Security

last person joined: yesterday 

Forum to discuss Enterprise security using HPE Aruba Networking NAC solutions (ClearPass), Introspect, VIA, 360 Security Exchange, Extensions, and Policy Enforcement Firewall (PEF).
Back to discussions
Expand all | Collapse all

Clearpass guest deployment with a dmz controller

This thread has been viewed 4 times

  • 1.  Clearpass guest deployment with a dmz controller

    Posted Sep 27, 2016 12:31 PM

    Hello right now we got a captive portal with a dmz conroller

    We got a vlan that just exist in the controllers

    So we got multiple controllers with a vlan 999 a dmz controller also with that vlan 999.  We got tunnel GRE that connect all the controllers with the DMZ controller, and on the DMZ controller has the exit to internet.  We nat that vlan 999 through the ip of the dmz controller that has acccess to internet.

     

    Now if we want to put a clearpass that willl be just used for Guest.  Where should we put this clearpass?

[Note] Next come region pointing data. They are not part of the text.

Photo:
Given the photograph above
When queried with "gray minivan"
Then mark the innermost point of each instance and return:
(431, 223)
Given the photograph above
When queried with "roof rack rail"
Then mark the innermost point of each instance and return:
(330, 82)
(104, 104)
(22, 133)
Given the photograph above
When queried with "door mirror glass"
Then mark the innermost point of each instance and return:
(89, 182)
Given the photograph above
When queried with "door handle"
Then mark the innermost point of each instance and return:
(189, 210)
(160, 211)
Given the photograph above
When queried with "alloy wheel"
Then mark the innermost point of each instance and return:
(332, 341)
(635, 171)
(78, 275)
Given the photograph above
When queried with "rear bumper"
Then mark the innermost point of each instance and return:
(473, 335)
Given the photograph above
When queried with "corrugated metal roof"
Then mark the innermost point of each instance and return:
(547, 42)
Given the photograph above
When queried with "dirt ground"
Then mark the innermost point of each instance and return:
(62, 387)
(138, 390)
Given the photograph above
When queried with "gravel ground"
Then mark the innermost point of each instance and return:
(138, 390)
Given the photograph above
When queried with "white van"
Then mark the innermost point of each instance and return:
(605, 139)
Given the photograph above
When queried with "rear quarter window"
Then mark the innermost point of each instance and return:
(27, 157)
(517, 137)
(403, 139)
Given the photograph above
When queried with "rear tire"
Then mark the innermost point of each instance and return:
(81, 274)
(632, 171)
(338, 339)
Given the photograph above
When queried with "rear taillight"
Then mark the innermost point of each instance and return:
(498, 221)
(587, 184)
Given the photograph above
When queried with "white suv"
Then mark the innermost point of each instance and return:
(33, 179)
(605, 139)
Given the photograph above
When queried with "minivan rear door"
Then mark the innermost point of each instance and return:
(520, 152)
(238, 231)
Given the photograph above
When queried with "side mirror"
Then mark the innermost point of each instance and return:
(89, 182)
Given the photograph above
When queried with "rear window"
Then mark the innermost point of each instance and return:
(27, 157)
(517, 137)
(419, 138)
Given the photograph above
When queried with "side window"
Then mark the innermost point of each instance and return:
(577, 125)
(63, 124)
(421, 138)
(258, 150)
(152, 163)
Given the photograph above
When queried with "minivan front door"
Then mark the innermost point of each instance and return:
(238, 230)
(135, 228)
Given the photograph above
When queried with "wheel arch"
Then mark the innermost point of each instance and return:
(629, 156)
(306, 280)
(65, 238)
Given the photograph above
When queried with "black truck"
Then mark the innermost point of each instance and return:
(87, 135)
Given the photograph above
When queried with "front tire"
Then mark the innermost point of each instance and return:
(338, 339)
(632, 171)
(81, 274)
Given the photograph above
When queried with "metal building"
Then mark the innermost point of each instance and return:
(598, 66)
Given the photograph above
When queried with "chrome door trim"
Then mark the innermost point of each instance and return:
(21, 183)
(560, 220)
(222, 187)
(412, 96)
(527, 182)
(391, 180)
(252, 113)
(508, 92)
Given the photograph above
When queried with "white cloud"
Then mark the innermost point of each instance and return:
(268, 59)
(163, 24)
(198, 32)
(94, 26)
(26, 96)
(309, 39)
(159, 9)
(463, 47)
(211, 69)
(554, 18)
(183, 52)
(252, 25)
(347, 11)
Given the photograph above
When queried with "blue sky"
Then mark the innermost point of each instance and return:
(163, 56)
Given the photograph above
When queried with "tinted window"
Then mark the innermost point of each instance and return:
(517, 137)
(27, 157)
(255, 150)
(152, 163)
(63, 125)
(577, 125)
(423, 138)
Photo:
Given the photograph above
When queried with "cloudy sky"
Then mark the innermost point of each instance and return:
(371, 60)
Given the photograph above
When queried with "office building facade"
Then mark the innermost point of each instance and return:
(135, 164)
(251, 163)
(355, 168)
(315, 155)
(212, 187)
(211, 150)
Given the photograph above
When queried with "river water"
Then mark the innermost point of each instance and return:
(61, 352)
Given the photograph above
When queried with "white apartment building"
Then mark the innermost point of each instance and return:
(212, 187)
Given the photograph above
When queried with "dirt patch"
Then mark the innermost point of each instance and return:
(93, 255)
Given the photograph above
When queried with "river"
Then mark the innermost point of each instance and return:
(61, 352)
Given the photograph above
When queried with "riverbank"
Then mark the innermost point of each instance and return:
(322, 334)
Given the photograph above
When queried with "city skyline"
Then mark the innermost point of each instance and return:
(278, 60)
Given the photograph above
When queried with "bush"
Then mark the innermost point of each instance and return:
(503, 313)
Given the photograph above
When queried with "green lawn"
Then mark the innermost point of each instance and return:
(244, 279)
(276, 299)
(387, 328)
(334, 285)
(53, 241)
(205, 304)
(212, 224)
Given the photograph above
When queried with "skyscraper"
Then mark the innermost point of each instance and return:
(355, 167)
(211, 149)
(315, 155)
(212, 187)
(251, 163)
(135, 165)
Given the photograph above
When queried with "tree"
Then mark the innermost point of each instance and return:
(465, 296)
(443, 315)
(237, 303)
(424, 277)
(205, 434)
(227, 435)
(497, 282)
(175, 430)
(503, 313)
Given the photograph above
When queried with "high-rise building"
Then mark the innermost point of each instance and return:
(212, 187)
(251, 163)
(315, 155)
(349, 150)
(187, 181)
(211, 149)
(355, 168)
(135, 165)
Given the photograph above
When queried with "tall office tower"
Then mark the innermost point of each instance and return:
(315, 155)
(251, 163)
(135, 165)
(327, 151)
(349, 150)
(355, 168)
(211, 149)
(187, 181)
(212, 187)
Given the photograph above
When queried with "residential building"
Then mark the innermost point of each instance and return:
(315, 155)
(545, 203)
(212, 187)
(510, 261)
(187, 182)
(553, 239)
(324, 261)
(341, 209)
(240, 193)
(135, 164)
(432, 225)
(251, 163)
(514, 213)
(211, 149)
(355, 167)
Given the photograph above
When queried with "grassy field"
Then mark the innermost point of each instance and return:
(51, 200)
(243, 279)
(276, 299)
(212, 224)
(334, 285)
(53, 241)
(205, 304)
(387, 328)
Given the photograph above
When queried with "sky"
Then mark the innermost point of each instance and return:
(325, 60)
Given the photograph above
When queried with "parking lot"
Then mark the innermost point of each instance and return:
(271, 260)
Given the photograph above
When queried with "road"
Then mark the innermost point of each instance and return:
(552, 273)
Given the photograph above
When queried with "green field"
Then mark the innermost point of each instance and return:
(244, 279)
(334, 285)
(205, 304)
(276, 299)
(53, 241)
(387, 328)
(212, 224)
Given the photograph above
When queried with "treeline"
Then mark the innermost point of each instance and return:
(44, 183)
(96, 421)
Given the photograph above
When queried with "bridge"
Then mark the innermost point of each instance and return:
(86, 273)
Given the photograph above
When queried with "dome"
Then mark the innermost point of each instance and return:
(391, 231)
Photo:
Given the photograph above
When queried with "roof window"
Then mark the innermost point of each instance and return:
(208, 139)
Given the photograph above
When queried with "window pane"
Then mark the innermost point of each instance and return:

    In the DMZ?  which would be the best practice?

     

    Cheers

    Carlos



  • 2.  RE: Clearpass guest deployment with a dmz controller

    Posted Sep 27, 2016 01:38 PM

    It may depend on the specifics of the site, but I have my CPG server on an inside network, so things like ldap, backups, etc. of the CPPM/CPG all stay inside.